In genetic research, we are shifting from conventional expression analysis with analogues using microarrays and real-time PCR to digital expression and mutation analysis using NGS. This is especially evident in the field of cancer diagnosis, where NGS and cancer panels have been approved as medical devices and their applications are expanding. High investment costs and running costs are major issues.

CryoEM is a revolutionary technology in structural biology that was awarded the 2017 Nobel Prize by Western researchers. In response, Japan, who was yet to make a significant contribution to the global human genome project, developed the Protein 3000 project in 2002 to lead the world in protein analysis, and a successful project to this day. The budget for CryoEM increased by about four times last year driven by the realised potential of the technology and desire to contribute to global efforts.

SPT Labtech has released a low volume liquid handling system that can reduce running costs, which is a problem of NGS, and a device that prepares samples for CryoEM with good reproducibility, meeting the needs of the market.


LR: What opportunities does SPT Labtech see as coming out of Japan in the near future?

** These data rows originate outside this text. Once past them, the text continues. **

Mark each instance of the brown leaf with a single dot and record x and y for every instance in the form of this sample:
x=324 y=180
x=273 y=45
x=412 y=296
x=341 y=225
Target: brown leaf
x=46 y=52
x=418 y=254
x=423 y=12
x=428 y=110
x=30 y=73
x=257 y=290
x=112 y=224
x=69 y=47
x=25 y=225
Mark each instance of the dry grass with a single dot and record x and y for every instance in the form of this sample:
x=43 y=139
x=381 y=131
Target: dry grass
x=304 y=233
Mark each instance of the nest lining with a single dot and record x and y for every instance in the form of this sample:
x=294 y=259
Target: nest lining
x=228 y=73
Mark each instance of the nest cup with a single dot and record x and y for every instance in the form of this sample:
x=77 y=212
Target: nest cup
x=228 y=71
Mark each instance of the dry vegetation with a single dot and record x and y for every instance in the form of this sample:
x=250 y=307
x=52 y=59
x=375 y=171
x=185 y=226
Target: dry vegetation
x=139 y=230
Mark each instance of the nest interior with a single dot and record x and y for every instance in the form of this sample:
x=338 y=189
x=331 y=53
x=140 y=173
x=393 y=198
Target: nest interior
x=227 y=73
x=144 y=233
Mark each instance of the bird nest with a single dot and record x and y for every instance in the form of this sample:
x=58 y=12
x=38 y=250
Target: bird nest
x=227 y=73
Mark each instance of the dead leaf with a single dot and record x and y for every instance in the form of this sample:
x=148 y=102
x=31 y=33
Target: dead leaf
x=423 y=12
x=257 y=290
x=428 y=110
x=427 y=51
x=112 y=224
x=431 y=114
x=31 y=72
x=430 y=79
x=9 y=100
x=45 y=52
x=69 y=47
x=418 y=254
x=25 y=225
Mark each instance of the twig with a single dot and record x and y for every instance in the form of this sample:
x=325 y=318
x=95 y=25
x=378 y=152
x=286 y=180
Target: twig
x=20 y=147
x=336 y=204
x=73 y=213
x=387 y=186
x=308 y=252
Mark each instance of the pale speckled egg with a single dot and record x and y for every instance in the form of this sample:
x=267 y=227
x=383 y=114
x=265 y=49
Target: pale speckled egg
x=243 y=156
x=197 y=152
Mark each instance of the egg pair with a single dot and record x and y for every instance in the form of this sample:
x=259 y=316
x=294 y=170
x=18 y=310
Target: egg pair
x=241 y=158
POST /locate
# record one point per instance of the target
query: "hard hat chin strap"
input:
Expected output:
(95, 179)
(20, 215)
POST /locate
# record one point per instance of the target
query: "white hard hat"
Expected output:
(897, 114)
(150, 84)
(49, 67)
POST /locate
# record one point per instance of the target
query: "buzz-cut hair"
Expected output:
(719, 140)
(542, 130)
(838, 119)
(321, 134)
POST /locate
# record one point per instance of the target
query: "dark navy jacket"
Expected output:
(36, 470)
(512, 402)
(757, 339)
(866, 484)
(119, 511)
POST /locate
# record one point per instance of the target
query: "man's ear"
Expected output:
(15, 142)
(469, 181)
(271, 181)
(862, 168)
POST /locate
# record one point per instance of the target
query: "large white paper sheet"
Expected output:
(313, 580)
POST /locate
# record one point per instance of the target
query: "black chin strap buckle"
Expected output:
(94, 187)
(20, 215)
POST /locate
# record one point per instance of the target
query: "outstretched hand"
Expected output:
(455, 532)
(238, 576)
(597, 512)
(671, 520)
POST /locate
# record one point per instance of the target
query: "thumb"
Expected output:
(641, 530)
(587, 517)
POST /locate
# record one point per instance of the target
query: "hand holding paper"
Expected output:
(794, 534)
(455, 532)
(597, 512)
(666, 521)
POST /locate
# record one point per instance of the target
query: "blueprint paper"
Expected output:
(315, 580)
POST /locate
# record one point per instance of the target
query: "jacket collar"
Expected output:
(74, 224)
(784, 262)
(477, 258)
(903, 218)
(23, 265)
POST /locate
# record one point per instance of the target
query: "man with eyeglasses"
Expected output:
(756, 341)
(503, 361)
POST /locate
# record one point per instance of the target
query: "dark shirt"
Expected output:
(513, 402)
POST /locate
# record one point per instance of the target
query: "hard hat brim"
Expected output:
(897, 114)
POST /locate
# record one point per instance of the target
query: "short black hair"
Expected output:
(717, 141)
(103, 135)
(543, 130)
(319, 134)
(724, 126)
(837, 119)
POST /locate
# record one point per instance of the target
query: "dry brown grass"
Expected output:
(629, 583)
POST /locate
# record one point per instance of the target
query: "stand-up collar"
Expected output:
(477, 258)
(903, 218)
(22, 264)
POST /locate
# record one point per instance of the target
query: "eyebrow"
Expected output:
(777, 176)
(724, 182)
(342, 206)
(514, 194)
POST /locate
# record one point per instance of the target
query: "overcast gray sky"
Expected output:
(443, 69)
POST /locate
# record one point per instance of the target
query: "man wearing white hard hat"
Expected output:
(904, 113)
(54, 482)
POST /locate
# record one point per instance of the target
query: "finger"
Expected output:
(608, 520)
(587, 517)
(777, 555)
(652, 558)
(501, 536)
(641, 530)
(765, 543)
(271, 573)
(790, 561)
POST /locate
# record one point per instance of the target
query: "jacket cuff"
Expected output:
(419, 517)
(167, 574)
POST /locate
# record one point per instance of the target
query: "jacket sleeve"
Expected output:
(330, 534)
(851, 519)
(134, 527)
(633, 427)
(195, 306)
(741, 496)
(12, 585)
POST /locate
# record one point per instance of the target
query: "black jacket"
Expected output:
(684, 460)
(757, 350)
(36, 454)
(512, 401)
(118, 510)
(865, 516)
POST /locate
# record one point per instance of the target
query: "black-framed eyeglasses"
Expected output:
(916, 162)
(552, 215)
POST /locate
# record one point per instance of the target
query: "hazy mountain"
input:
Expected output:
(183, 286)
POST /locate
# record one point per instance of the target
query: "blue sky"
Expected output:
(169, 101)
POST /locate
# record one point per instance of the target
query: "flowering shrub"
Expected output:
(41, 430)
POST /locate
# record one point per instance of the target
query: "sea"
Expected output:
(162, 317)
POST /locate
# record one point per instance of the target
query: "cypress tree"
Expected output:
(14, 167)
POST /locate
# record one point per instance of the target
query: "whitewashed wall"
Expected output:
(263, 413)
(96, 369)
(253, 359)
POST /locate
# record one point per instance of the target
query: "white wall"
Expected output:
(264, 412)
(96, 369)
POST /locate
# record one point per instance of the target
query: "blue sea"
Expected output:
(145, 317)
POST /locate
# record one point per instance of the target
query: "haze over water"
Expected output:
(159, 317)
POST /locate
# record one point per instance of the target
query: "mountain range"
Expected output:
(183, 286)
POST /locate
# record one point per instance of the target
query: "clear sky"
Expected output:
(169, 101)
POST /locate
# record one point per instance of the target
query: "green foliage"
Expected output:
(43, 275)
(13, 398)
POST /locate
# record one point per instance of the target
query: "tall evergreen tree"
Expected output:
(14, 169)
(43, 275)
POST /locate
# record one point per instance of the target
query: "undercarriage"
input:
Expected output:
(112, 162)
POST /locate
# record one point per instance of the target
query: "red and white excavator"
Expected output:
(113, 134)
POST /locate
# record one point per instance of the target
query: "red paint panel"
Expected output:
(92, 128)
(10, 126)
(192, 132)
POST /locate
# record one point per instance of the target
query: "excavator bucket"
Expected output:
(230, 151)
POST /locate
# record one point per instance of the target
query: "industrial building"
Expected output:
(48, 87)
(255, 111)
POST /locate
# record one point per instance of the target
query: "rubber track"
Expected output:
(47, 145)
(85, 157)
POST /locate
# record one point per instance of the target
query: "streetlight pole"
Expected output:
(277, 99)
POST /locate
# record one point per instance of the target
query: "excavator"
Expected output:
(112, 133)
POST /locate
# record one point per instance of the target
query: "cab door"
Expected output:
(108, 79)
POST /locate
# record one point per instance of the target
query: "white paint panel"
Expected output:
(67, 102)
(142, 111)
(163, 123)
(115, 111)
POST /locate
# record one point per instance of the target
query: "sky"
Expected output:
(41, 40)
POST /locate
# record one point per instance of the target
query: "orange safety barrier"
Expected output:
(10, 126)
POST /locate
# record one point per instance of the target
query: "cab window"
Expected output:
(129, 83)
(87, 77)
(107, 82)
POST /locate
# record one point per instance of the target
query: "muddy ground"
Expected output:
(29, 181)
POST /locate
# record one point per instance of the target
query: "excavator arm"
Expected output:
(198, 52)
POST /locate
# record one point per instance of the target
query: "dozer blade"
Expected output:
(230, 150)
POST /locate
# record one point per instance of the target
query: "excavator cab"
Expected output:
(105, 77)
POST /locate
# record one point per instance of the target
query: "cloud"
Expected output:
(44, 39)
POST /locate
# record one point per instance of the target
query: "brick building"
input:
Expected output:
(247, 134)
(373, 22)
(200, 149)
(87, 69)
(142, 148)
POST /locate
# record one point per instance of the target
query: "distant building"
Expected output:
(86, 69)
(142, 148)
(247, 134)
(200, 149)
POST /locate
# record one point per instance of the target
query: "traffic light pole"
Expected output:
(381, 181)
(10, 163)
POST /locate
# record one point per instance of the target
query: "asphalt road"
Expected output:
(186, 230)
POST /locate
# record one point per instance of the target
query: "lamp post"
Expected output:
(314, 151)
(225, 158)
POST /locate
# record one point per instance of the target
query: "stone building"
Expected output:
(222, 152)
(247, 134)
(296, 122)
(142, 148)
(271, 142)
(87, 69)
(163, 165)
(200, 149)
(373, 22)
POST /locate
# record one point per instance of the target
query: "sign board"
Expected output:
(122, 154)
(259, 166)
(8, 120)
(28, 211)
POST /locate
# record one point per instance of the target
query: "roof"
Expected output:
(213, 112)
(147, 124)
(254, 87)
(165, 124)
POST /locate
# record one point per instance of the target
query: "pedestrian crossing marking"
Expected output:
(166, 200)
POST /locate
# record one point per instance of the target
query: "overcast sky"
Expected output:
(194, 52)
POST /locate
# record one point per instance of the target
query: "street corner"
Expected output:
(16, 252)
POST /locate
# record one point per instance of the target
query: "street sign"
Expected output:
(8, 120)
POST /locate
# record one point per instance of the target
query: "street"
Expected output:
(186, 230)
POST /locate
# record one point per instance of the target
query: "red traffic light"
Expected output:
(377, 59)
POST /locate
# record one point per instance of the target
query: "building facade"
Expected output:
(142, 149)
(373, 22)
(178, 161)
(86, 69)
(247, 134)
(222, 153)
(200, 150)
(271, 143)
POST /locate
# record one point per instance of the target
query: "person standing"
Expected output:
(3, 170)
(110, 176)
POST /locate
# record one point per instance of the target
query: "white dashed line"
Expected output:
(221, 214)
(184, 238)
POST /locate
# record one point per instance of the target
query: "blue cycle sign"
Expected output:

MM: The pandemic has placed great restrictions on people’s lives as well as research. Authorities in the Japanese life sciences research community have proposed that their research should stop and that COVID-19 should be addressed. Comparing the population and budget scale, the number of PCR tests in Japan and the number of positive cases, was smaller than in other countries at the time of writing. However, should there be a second wave, the need for more cost-effective PCR tests, which SPT Labtech’s solutions have been supporting globally, may increase how we can contribute to the fight against COVID-19 quite significantly.

Volume 21, Issue 4 – Fall 2020

Masahiro Matsushita is Director SPT Labtech Japan, where his focus will be on building awareness of the SPT Labtech products in the growing Japanese life science market and raising the profile of SPT Labtech as an international manufacturer. He has a background in both life science research and business development for more than 20 years.